Gendarme del mundo

04 de enero 2026 - 03:08

Donald Trump quería el premio Nobel de la Paz de 2025, pero se lo concedieron a la venezolana María Corina Machado. Trump había propiciado un acuerdo de paz en Gaza, que se interpretó como el primer logro de una de sus promesas: acabar con las guerras en el mundo. En Ucrania, hasta ahora, le ha salido el tiro por la culata. Y Venezuela ha sido diferente. Es cierto que el régimen de Nicolás Maduro no está reconocido por diversos países democráticos, entre ellos España, que tomó esa decisión para no enfrentarse al resto de Europa. El pucherazo de Maduro le ha ilegitimado. Sin embargo, el método de matón pandillero utilizado por Trump no se ajusta al derecho internacional. Suponiendo que exista.

Las relaciones de Trump y Maduro han sido las propias de dos populistas enfrentados. Trump acusa a Maduro de financiarse con el narcotráfico. Según Marco Rubio, secretario de Estado norteamericano, Maduro es “el jefe del cártel de los Soles”, y por eso lo han detenido (o secuestrado) en el ataque exprés perpetrado por EEUU en Venezuela.

Trump lo intentó por las buenas en conversaciones telefónicas con Maduro. A cambio de dejar el poder, Maduro le pidió un exilio dorado, preferiblemente en España, qué casualidad, con garantías de que no sería juzgado. Y en esas estaban, después de no llegar a ningún acuerdo. La interpretación más curiosa de lo ocurrido la hizo ayer el teniente general español Gan Pampols. Este general es el mismo al que nombró Mazón de vicepresidente valenciano para reconstruir los daños de la dana, y que después renunció. Según dijo Gan: “Maduro ha permitido el ataque y ha pactado su captura con EEUU”.

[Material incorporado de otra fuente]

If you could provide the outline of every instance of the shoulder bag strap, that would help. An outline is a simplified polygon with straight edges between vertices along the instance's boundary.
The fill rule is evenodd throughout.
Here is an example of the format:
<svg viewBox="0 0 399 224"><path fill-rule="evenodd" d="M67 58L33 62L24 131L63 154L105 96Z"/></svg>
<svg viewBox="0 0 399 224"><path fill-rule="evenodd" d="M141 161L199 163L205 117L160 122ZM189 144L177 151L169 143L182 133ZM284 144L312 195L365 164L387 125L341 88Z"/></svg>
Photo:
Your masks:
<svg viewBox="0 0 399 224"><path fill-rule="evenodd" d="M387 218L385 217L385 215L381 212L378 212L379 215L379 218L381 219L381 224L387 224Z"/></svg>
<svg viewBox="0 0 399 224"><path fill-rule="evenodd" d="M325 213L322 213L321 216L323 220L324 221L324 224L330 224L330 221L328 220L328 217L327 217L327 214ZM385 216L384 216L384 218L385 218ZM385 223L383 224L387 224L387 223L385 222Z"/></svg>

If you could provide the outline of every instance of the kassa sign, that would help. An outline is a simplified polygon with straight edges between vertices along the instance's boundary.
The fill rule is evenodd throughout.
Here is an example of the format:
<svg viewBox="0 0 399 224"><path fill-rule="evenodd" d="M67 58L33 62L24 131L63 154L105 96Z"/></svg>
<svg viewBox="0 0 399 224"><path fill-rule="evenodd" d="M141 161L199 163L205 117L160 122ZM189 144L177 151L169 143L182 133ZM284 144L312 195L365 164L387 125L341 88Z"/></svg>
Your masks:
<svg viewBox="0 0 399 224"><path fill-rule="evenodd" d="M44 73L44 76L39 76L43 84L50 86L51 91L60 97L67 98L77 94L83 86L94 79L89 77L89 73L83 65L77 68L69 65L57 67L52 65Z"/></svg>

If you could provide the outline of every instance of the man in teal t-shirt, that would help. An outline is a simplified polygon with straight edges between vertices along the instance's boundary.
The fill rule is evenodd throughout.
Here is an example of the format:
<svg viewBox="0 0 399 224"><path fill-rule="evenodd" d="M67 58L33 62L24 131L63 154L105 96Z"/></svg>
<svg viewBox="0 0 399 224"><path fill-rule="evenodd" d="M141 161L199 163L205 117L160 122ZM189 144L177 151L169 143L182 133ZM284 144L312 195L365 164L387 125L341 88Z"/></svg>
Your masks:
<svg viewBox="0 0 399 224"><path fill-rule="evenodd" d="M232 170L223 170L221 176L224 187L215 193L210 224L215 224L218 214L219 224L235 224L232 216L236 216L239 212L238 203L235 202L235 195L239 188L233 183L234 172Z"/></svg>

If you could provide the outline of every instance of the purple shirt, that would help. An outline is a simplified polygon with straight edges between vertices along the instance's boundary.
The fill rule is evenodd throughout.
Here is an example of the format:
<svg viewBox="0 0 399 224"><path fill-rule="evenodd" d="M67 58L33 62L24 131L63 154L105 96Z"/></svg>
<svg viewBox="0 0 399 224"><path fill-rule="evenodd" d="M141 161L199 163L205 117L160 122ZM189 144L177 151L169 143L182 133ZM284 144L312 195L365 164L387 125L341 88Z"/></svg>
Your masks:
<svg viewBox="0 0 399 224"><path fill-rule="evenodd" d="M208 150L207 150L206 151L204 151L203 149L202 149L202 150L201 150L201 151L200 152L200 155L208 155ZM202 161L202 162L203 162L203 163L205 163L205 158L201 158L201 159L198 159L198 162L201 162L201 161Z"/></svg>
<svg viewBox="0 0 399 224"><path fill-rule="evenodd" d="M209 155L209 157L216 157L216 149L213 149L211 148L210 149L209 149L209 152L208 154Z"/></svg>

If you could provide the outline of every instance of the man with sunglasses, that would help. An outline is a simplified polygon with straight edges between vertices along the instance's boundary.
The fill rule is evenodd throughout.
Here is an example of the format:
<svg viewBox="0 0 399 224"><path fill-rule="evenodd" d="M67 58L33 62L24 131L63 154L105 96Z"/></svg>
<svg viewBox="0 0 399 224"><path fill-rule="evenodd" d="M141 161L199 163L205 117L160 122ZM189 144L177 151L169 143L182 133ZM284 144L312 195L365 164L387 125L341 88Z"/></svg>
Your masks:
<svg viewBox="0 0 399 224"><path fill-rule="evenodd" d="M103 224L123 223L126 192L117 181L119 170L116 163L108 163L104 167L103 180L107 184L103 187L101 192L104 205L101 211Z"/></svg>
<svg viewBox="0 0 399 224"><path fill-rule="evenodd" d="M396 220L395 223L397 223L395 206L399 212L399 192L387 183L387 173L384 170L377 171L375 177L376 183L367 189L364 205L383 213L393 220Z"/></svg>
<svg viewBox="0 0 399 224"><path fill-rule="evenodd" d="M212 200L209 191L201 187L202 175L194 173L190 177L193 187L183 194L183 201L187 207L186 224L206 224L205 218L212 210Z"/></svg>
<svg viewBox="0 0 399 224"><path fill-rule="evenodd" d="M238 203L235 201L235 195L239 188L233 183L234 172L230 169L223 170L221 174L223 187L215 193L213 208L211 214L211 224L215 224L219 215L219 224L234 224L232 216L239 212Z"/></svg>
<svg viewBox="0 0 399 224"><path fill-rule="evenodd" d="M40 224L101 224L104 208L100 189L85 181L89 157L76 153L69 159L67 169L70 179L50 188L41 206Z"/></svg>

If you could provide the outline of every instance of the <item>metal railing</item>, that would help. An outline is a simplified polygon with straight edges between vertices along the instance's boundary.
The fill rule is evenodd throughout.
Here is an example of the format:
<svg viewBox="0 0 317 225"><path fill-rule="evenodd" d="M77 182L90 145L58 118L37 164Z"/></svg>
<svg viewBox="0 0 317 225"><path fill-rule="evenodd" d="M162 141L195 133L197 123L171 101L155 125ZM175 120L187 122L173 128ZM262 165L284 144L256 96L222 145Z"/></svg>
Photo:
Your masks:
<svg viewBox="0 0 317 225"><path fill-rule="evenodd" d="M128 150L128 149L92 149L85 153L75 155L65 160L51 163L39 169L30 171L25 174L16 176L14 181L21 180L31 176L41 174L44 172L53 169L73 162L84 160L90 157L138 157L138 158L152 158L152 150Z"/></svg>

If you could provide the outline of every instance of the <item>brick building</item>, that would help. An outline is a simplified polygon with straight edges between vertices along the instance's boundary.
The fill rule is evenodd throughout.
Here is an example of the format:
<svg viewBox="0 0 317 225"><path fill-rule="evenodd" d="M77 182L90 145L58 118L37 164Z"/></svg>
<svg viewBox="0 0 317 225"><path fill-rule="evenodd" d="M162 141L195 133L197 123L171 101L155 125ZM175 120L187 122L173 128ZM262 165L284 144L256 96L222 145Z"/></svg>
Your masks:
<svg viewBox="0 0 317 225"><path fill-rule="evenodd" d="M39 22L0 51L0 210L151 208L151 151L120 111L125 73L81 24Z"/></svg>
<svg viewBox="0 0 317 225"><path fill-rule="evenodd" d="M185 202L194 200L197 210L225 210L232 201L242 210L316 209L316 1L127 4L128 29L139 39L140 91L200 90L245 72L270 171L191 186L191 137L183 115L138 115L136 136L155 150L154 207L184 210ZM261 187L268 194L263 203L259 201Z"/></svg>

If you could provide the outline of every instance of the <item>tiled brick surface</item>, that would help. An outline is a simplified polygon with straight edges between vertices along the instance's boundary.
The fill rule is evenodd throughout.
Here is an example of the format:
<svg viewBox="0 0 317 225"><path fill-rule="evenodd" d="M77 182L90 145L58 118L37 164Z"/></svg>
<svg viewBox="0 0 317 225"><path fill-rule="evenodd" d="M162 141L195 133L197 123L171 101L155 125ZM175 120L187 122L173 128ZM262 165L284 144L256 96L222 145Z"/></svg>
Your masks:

Las relaciones del sanchismo con Venezuela tienen puntos negros. En España viven medio millón de venezolanos, la mayoría huidos de su país, donde todavía quedan más de 28 millones de personas. El Gobierno de Pedro Sánchez se ha ofrecido como mediador, y ha reaccionado con tibieza, por no decir con miedo a lo que puede pasar. Zapatero a tus zapatos, ejem... Los de Podemos, naturalmente, han pedido que se rompan las relaciones con EEUU. Y la proletaria Yolanda Díaz, después de su lujosa cena de Nochevieja en un hotel de La Coruña, lo ha calificado como “agresión imperialista”. Tranquilos, no romperá con los tibios de corazón.

Trump ha pasado del Nobel a la gendarmería. Pero le falta Ucrania.